Opinion

Data scraping for AI development – still no progress in the TDM debate

Published Date
Oct 21 2024
It appears that the debate surrounding the UK’s Text and Data Mining (TDM) exception is about to reignite. 

TDM exceptions are key to assessing the legality of training generative AI models, and to resolving the ongoing tension between AI developers’ access to training data and the protection of creative content. In general, these exceptions allow the reproduction of copyrighted content for the purposes of computational analysis and the Hamburg court has recently held that this covers the creation of the AI training dataset.

The current UK TDM exception (s. 29A CDPA 1988) is more restrictive than those in other jurisdictions because it only covers TDM conducted for the sole purpose of non-commercial research. In order to encourage AI and wider innovation in the UK, the previous government announced its intention to introduce a broader “any purpose” TDM exception. However, it later abandoned this plan, following objection from the creative industries. Subsequent stakeholder dialogues to try to agree a voluntary code of conduct also failed.

Conservative MP, Dame Caroline Dinenage, has now published a letter she has written to Lisa Nandy, the Secretary of State for Culture, Media and Sport, and Peter Kyle, the Secretary of State for Science, Innovation and Technology, expressing her concerns about the government apparently revisiting this topic.

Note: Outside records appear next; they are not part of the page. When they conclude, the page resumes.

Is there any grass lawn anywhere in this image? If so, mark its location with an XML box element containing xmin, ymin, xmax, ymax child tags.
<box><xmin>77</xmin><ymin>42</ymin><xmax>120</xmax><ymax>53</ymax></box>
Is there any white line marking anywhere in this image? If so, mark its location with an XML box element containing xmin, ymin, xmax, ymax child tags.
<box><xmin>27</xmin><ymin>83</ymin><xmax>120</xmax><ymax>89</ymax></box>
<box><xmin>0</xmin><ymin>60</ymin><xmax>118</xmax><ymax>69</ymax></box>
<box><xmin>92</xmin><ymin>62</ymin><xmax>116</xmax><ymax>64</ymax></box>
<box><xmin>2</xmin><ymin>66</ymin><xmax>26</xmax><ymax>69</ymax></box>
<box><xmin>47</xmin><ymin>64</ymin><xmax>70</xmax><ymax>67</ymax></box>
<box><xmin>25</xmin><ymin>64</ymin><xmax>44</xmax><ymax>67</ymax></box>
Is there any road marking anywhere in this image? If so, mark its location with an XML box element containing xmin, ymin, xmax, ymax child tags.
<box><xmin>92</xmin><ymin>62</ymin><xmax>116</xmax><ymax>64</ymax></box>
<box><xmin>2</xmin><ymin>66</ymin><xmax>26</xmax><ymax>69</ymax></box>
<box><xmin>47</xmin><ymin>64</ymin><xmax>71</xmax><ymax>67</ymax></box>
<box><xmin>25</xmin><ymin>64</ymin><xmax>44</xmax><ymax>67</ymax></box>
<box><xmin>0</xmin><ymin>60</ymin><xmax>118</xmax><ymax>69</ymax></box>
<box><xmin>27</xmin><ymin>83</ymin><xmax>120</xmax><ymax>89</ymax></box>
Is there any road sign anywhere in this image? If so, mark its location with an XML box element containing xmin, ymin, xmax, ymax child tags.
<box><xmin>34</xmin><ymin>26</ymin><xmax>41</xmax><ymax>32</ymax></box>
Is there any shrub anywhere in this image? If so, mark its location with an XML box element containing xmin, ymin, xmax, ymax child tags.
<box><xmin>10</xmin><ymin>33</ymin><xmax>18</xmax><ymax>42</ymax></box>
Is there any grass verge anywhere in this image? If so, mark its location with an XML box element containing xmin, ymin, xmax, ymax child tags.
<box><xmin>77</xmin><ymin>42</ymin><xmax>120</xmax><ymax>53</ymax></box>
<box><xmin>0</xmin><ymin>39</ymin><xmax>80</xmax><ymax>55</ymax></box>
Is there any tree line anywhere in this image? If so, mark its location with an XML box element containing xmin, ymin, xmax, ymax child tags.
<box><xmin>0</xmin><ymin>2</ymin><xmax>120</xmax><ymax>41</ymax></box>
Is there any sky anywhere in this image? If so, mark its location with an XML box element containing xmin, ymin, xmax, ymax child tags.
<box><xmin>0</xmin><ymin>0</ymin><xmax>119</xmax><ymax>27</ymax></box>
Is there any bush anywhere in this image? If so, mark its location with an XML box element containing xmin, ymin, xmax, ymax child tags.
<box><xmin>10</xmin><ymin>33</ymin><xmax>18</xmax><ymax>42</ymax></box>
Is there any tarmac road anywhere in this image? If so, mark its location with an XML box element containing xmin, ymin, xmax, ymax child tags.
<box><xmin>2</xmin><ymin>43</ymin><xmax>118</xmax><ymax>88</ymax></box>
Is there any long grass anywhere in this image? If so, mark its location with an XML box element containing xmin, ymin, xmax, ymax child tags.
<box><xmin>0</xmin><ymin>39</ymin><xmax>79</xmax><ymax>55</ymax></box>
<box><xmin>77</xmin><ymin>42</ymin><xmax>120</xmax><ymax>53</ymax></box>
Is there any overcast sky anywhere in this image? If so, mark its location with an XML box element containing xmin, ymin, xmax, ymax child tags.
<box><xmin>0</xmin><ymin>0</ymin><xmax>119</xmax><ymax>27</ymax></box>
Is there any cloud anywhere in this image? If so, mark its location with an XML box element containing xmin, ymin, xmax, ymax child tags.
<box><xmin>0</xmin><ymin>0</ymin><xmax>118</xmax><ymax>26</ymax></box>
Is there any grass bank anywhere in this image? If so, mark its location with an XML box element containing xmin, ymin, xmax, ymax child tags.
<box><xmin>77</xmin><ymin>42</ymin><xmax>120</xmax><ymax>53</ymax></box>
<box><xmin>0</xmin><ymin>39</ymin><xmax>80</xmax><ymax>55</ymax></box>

She explains how the Culture Media Sport Committee, which she chairs, looked into the issue in some depth during the last Parliament. The 2023 Committee report “Connected Tech: AI and creative technology” concluded that the government should not pursue plans for a broader TDM exemption and should, instead, require AI developers to license copyrighted content, which would provide effective reward for creators. Dinenage’s concern is that the new government is seeking to resurrect the old policy, which she says would remove any incentive for AI companies to devise commercial models that safeguard the incentives and reward for human creativity.

These concerns have been raised after Lisa Nandy recently indicated that a new law may be needed to end AI copyright disputes. Feryal Clark, the Parliament Under-Secretary of State for AI and Digital Government, also told a recent Times Tech Summit that the Government was working through what needs to be done to resolve the issue and to bring clarity to both the AI sector and creative industries. She added that she expects a solution to be proposed by the end of this year. The current speculation is that the government is set to consult on a new TDM scheme that will cover commercial activities but will allow content owners “to opt out” i.e. expressly reserve their rights in certain works.

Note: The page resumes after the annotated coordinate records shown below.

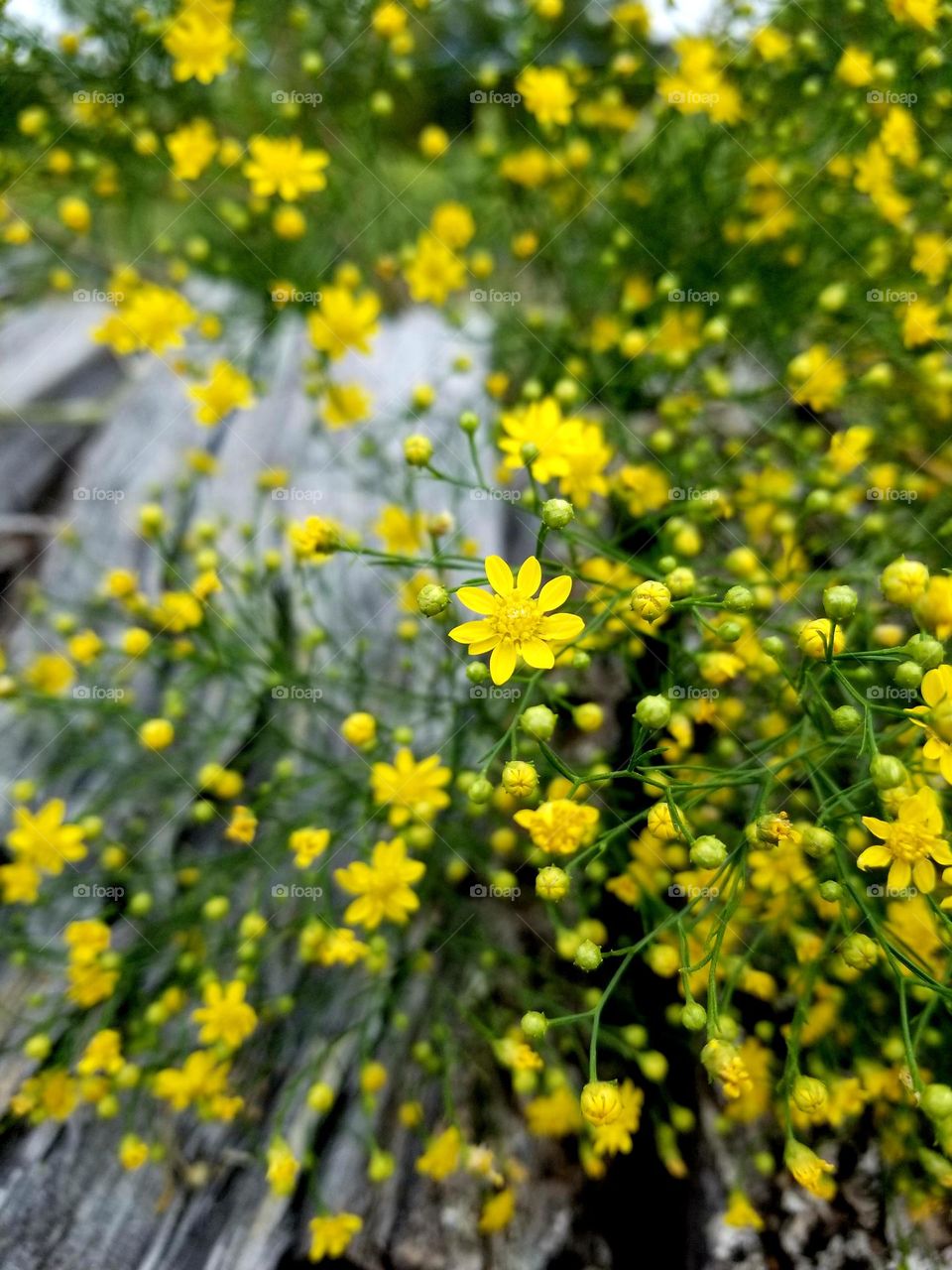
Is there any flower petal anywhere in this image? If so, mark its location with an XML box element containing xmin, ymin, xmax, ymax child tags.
<box><xmin>516</xmin><ymin>557</ymin><xmax>542</xmax><ymax>595</ymax></box>
<box><xmin>449</xmin><ymin>621</ymin><xmax>493</xmax><ymax>644</ymax></box>
<box><xmin>912</xmin><ymin>860</ymin><xmax>935</xmax><ymax>895</ymax></box>
<box><xmin>857</xmin><ymin>847</ymin><xmax>892</xmax><ymax>869</ymax></box>
<box><xmin>538</xmin><ymin>613</ymin><xmax>585</xmax><ymax>644</ymax></box>
<box><xmin>538</xmin><ymin>574</ymin><xmax>572</xmax><ymax>613</ymax></box>
<box><xmin>489</xmin><ymin>640</ymin><xmax>516</xmax><ymax>685</ymax></box>
<box><xmin>456</xmin><ymin>586</ymin><xmax>494</xmax><ymax>617</ymax></box>
<box><xmin>520</xmin><ymin>639</ymin><xmax>554</xmax><ymax>671</ymax></box>
<box><xmin>485</xmin><ymin>557</ymin><xmax>513</xmax><ymax>595</ymax></box>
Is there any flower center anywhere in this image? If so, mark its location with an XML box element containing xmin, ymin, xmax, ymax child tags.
<box><xmin>489</xmin><ymin>591</ymin><xmax>542</xmax><ymax>644</ymax></box>
<box><xmin>888</xmin><ymin>825</ymin><xmax>937</xmax><ymax>861</ymax></box>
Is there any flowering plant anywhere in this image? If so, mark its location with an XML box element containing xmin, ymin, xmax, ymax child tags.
<box><xmin>0</xmin><ymin>0</ymin><xmax>952</xmax><ymax>1261</ymax></box>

This is a similar regime to that already in place in the EU and is something of a compromise – covering commercial TDM (not just non-commercial research) but allowing rights holders to reserve their rights, (which wasn’t in the previous proposal). However, publishers have argued these “opt-outs” are impracticable and administratively difficult because it isn’t always possible to know which AI companies are trying to mine their content. They would prefer to retain the status quo, requiring commercial AI companies to agree a licence and pay to use their content.

Dinenage agrees and states that the ultimate solution is not a wide-TDM exception but an obligation on AI companies to be transparent about creative works being used to train their systems so that appropriate commercial arrangements can be put in place. Such transparency is already required in the EU AI Act, which requires providers of certain AI models and systems to provide a publicly-available summary of their use of copyrighted training data. California has also taken a similar step in enacting recent legislation that requires developers of generative AI, in certain circumstances, to post information on their training data on their websites. This needs to indicate, among other things, whether that data includes copyrighted content and whether it has been purchased or licensed.

In the meantime, the debate has not yet (at least publicly) broached the interplay of TDM exceptions with the IP infringement risk that arises for deployers of AI systems. Deployers may be exposed to IP infringement risk where they use AI-generated works that comprise a copyright-protected work from within the training data, and the AI developer had not obtained the relevant rightsholder’s consent for the deployer’s use of that work.

TDM exceptions would not extend to deployers’ downstream use of these AI-generated works. This is part of the wider industry interest in the outcome of not only consultations on TDM exceptions but also the various ongoing copyright infringement proceedings that have been brought against AI developers globally.

We will continue to monitor and to report on these developments.